Because of this, we started advising our clients to link to the various widgets instead of trying to embed them, because the link approach is not having any problems at all.

Then Why And How Are iFrames Back?



I don't know why - perhaps because of so many complaints from various organizations using 3rd-party iFrames legitimately? - but modern browsers are now allowing 3rd-party iFrames. As long as certain special "headers" are present in the content of the 3rd-party serving domain (bookerville.com, in this case), they will permit those 3rd-party iFrames to work as intended.

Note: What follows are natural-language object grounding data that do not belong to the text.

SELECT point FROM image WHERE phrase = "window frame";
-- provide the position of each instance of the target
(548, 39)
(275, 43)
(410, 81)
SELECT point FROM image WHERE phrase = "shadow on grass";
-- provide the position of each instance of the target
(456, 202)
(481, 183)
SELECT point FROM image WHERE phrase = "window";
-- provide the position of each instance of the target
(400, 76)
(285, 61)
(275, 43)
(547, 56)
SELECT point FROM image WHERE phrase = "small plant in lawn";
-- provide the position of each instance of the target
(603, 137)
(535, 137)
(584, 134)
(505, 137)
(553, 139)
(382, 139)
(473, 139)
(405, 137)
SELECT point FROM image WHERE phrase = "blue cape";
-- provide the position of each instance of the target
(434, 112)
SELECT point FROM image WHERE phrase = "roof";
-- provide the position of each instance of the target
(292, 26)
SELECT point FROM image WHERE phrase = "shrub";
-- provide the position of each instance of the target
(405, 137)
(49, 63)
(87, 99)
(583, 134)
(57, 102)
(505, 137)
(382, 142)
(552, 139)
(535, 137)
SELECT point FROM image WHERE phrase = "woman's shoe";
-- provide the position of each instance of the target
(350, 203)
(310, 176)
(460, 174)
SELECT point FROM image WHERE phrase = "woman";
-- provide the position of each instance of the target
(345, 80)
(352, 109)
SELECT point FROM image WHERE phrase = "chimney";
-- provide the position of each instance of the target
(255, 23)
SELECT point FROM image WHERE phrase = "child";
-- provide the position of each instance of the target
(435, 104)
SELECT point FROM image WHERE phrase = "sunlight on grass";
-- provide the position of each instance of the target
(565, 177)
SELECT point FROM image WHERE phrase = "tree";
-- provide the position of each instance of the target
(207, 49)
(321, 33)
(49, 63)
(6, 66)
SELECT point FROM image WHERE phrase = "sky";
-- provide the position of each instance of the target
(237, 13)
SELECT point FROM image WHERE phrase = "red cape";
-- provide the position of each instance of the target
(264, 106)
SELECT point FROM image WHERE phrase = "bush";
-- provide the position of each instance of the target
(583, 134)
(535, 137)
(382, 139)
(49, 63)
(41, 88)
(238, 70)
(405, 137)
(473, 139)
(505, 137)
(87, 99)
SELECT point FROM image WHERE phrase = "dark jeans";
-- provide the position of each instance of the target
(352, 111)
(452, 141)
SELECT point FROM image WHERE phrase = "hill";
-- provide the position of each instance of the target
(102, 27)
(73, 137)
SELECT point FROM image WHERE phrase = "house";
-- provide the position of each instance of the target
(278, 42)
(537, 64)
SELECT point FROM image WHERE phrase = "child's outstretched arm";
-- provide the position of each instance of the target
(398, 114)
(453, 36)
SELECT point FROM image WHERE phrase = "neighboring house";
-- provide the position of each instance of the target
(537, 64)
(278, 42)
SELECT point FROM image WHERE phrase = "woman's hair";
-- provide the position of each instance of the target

So we began investigating and testing this around May of 2020. It was very difficult and involving; the documentation on this is very cryptic, very vague. It also required migrating to newer versions of our technology stack, which in turn caused several other significant issues that had to be discovered through testing, developed around, and tested again. It has been a long, tedious, frustrating, and very expensive process.

But the fruits of this effort have shown that 3rd-party iFrames are indeed working again, even on the newest of the major browsers.

What Does This Mean For Me?



Most of you will probably not be affected at all. If you were one of the groups that switched your Bookerville widgets to be links instead of embedded iFrames, then you may wish to experiment with converting them back to embedded iFrames, if you prefer that solution. We advise that you try it with only one or two properties, test it thoroughly, and even then let that test property prove that it works well for a variety of guests for a few weeks before switching all your properties back to embedded iFrames.

When testing: it's always best to test your widgets when positively signed out of your Bookerville account. This ensures that you are most-closely mimicking the same experience of an anonymous guest to your website.

Will iFrames Work Forever Now?



That is the big question isn't it? We sure hope so - but this contentious technology has gone back and forth over the years, with various browser brands choosing to not support them, only to reverse their stance a year later, etc. It's been a frustrating situation for a long time.

What Bookerville is still recommending to clients is to just link to these widgets instead of embedding them. Links are a much more reliable way of achieving integration: the various widgets look and work their best when they are running in their own, stand-alone page, and links provide that ideal context for them. Also, by not embedding them into your page you will be immune to the fickle tantrums of the browser gods in the future.